Bronkiolitis merupakan penyakit infeksi saluran pernafasan bawah akut dengan mekanisme terjadinya inflamasi pada bronkiolus. Penyebab tersering dari bronkiolitis adalah Respiratory Syncytial Virus (RSV). Diagnosis bronkiolitis ditegakkan melalui anamnesis, pemeriksaan fisis, pemeriksaan laboratorium dan pemerikasaan penunjang lainnya. Tatalaksana Bronkiolitis dilakukan dengan eliminasi mikroorganisme penyebab, pemberian kortikosteroid sebagai anti inflamasi, bronkodilator, dan tindakan supportif seperti pemberian oksigen dan cairan. Pencegahan dilakukan dengan pemberian immunoglobulin dan vaksinasi. Rendahnya kadar vitamin D turut berperan dalam perkembangan penyakit ini.

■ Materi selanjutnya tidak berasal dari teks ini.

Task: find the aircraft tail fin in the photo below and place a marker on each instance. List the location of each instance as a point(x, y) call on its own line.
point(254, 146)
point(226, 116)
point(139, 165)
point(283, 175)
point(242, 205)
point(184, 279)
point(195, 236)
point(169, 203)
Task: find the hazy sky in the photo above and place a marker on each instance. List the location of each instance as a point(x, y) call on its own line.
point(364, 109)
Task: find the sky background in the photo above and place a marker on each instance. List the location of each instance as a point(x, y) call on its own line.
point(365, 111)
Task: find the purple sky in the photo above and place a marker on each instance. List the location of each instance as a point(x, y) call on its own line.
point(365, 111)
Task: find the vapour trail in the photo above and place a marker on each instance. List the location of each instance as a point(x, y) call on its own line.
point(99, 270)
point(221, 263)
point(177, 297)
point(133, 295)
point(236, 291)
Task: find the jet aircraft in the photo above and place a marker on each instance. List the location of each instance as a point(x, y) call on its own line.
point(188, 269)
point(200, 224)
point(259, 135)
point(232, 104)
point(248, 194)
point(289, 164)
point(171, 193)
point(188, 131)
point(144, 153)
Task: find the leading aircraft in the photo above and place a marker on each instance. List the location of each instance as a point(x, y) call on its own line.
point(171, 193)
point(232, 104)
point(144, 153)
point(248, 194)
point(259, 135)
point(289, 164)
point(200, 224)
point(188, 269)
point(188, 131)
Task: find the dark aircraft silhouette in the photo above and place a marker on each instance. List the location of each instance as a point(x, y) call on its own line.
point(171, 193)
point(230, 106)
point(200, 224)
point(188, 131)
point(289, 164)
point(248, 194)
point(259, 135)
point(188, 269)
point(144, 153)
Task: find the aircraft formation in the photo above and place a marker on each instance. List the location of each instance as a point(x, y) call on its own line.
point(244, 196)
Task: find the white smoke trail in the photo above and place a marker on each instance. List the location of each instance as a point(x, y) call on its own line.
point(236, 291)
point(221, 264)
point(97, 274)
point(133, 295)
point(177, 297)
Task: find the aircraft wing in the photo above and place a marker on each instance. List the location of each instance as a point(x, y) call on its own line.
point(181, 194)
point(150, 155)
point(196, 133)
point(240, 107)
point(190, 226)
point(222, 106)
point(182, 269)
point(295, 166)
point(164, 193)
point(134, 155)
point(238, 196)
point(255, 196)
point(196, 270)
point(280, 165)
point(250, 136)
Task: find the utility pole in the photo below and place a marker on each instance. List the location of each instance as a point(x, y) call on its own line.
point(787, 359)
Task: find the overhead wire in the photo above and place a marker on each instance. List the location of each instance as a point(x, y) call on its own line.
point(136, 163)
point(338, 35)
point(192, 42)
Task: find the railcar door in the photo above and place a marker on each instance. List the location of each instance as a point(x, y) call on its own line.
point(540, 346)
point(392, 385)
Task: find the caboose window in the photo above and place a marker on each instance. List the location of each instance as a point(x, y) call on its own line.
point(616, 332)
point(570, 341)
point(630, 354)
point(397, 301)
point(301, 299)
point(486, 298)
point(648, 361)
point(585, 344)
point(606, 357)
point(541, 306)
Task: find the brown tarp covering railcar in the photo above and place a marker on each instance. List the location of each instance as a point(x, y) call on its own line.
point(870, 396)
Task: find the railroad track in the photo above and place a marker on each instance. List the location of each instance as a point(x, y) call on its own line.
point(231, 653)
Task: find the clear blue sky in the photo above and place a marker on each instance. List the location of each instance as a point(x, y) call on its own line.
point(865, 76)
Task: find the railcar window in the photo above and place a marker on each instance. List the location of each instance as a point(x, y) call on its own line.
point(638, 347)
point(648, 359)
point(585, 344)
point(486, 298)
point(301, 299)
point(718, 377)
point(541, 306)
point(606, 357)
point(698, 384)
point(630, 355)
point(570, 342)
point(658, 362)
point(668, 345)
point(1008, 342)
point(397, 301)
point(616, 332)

Bronchiolitis is an acute lower respiratory infection disease with mechanism of inflammation in bronchiolus. The most common cause of bronchiolitis is Respiratory Syncytial Virus (RSV). The diagnosis of bronchiolitis is based on anamnesis, physical examination, laboratory and other additional supportive examination. The management of bronchiolitis is done by eliminating the ethiological microorganism, administration of corticosteroids as anti-inflammations, bronchodilators, and supportive treatment such as administration of oxygen, fluid. The prevention can be done by administration of immunoglobulin and vaccination. Low vitamin D may influence the progress of the disease.